After the string of bad decisions made by American leaders in the early years of the occupation, officials in Baghdad have made various technical corrections: training the new Iraqi Army in a more professional way, funding reconstruction projects that show faster results, and applying the methods of counter-insurgency to the war. But these improved approaches came much too late, and didn’t quell the profound sectarian hatreds that emerged after Saddam’s removal. A former Baghdad Embassy official told me, “If Iraqi leaders, in their own heart of hearts, don’t share a vision, there’s just not much you can do about it. I don’t think accommodation is going to happen.”

This political failure can’t be attributed to the Iraqis alone. Iraq’s leadership was originally installed, along sectarian lines, by the American-led Coalition Provisional Authority, and the chaos that followed the invasion drove Iraqis to seek safety in armed groups based on identity. The inability of Iraq’s communities to reconcile doesn’t absolve the United States of responsibility. Instead, it raises a new set of moral and strategic questions that are, in their way, more painful than at any other phase of the war. Facing these questions requires American leaders to do what they have not yet done—to look beyond the next three or six months, to the next two or three years. When America prepares, inevitably, to leave, what can we do to limit the damage that will follow our departure, not just for Iraq’s sake but for our own? ...

Currently, there are a hundred and sixty thousand troops in Iraq. The natural life of the surge will end in 2008, when the brigades sent earlier this year will finish their fifteen-month tours and return home. After that, it will become virtually impossible to maintain current troop levels—at least, for an Administration that has shown no willingness to disturb the lives of large numbers of Americans in order to wage the war. Young officers are leaving the Army at alarming rates, and, if the deployments of troops who have already served two or three tours are extended from fifteen to eighteen months, the Pentagon fears that the ensuing attrition might wreck the Army for a generation. Activating the National Guard or the reserves for longer periods could cause the bottom to fall out of public support for the war. Beyond these measures, there are simply no more troops available. ...

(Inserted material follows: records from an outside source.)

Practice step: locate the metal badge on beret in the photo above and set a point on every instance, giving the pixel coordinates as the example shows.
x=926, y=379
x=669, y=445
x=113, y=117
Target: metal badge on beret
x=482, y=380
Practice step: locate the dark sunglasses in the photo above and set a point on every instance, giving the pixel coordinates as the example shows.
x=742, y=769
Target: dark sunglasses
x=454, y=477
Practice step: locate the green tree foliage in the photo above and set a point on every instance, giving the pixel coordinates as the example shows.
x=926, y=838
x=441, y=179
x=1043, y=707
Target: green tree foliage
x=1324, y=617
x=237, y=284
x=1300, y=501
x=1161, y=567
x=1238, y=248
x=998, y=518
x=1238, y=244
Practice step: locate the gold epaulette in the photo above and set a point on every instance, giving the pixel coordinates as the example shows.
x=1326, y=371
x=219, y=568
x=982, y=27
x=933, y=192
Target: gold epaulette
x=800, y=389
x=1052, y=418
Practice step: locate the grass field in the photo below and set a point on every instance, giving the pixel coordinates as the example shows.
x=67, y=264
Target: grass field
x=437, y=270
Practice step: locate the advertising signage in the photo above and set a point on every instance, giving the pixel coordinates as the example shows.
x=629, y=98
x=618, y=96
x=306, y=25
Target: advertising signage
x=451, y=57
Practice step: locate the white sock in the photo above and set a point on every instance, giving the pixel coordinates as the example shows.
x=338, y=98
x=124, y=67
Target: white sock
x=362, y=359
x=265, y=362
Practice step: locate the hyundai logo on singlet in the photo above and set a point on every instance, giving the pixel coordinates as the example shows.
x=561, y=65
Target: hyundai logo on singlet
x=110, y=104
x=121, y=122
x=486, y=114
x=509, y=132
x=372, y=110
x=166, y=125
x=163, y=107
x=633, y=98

In Washington, the debate over the war is dominated by questions about troop numbers and timelines—that is, by immediate American political realities. The country seems trapped in an eternal present, paralyzed by its past mistakes. There is little or no discussion, on either side, of what America’s Iraq policy should be during the next five or ten years, or of what will be possible as resources dwindle and priorities shift. If there is any contingency planning in the government, it’s being done at such a secretive, or obscure, level that a repetition of the institutional disarray with which America entered Iraq seems bound to mark our departure.